The fact is, with finite time and resources we do the best we can to provide a good user experience to as many users as we can. The idea of crashing responsibly, though, is to toss in some grace when the unexpected occurs. Check out that post for a lot of really great tips. I’ll just repeat a couple ideas briefly here.

First, blame yourself, not the user. It’s usually not their fault something went wrong. I love the stackoverflow error message (only once encountered):

 good error page

Obviously Lolcats won’t work in some professional environments but the message certainly would: This is our fault and we’re on it. Here’s a less adorable mockup I made recently for a corporate project (thanks to Balsamiq mockups, a sweet mockup maker):


It’s clear and simple and better than what this program does today (hint: nothing!). It could still be improved, though. For example, I still think it’s a little busy. I could that by moving the “Your info” box after the “Please follow up with me” checkbox so that it’s only displayed/completed if the user actually wants a follow up. I could also make it more clear that they don’t have to submit this at all—we capture the automatic stuff before this page is even displayed.
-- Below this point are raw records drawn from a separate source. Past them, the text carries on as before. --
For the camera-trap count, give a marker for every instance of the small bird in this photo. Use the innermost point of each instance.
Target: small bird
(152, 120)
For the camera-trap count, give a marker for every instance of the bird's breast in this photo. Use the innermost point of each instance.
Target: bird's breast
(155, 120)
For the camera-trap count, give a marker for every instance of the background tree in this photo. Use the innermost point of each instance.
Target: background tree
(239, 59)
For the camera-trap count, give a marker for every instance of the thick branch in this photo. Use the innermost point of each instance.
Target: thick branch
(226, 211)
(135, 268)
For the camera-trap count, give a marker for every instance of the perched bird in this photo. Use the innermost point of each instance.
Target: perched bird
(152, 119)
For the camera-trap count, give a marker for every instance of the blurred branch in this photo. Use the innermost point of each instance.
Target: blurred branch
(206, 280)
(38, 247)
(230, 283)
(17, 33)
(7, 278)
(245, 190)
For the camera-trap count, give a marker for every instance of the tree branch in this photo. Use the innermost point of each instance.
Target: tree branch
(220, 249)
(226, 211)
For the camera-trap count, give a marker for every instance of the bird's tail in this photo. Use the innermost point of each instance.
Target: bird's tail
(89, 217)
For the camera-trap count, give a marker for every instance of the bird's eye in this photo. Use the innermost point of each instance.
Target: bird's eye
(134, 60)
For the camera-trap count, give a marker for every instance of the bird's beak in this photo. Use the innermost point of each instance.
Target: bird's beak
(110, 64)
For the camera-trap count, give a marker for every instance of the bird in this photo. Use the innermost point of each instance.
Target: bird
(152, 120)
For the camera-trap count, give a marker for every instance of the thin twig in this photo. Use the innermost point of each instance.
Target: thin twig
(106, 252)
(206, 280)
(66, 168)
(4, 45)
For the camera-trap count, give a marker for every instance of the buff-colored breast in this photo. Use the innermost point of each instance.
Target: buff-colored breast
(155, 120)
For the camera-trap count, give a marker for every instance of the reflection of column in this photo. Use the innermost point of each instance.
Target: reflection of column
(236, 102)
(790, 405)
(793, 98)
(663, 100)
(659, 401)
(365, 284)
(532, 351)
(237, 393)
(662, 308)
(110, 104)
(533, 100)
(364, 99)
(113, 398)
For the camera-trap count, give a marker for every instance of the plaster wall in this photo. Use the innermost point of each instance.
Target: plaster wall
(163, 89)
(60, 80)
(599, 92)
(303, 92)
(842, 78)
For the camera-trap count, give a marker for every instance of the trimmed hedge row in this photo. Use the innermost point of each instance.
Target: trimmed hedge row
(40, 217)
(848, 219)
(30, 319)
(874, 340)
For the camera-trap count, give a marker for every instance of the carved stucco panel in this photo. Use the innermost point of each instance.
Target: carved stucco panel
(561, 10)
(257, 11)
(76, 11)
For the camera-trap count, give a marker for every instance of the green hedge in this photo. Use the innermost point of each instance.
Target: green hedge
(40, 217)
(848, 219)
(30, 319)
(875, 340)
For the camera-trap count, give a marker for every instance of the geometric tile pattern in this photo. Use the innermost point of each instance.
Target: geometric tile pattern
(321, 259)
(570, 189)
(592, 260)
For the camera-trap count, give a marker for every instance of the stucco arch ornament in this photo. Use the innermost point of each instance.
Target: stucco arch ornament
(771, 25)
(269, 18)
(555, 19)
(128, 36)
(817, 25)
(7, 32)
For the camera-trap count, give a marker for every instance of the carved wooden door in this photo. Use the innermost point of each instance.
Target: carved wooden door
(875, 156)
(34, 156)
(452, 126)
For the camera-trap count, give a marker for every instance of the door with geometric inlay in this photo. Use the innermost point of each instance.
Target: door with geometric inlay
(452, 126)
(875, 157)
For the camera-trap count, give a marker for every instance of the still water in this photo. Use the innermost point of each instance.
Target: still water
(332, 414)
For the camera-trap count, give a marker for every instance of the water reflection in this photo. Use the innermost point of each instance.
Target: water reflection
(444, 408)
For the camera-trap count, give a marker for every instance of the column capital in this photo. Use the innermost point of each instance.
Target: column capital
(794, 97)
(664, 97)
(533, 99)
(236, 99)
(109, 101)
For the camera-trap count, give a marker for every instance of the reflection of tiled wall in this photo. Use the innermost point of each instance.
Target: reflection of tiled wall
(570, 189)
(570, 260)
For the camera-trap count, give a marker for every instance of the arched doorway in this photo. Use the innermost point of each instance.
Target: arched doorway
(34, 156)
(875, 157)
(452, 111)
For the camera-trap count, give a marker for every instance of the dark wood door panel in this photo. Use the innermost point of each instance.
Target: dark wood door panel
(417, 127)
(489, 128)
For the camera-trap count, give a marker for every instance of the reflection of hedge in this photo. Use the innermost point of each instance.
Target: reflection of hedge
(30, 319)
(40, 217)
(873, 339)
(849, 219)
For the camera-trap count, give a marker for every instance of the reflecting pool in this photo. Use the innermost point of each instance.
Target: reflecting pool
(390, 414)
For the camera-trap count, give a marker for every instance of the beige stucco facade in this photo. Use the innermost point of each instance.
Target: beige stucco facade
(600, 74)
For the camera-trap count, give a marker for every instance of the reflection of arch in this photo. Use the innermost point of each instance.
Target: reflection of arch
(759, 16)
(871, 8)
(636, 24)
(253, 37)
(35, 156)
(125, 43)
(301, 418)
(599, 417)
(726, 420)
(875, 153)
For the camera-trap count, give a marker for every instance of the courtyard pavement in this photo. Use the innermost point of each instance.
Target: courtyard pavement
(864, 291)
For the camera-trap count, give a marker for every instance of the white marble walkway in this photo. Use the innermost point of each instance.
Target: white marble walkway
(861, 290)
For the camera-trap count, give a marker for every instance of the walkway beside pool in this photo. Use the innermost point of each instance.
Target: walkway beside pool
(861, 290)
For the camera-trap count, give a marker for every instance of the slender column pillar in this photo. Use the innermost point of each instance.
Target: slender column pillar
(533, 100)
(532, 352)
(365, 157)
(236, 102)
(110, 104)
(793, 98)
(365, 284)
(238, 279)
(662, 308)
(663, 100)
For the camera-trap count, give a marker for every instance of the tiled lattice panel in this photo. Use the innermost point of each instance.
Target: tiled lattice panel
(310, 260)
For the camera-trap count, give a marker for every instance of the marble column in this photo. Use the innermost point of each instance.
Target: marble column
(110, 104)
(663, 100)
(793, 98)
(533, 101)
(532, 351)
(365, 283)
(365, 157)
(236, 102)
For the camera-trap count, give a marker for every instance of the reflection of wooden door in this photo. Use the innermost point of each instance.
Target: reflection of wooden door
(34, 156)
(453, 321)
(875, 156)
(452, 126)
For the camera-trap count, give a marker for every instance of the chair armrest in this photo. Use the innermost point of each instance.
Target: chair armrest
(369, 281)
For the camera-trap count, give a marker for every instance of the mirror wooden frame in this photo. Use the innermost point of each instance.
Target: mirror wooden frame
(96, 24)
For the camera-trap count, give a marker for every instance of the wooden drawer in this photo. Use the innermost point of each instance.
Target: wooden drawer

Secondly (perhaps obvious): make sure your error handler actually handles all your errors! It’s no good otherwise. The best way to get on this path is to make sure existing bugs are handled well before you fix them. After you fix the bug, you can’t tell if the error handler is working (and it will be needed again).

You can be proactive, too and fail intentionally to see how your app handles it. For example, in each layer of your n-tiered app, you can toss in random exceptions. Add a 1/0 here, a SQL error in a stored procedure there, and some null references over all and see what happens. If this causes your app to burst into flames (e.g. majorly screw up the database because you’re not using transactions, etc.), you now have some important things to fix and an easy to reproduce problem you can use to verify your fixes.

I’m using live writer to write this and I must say I’m continuous impressed with it. Here’s the latest reason: it almost-crashes often, but handles these crashes very well. The entire app has never crashed on me and I’ve yet to lose any work—here’s what I mean: the app occasionally pops up the dreaded error window when I do certain things (usually with plugins):

(similar error)

Much to my surprise, after I clicked “Send Error Report” I was left looking at my document. WLW managed to catch the error before it could affect other parts of the program. Nice!

Crashing is inevitable (it’s the strongest invariant your code has), accept it and handle it.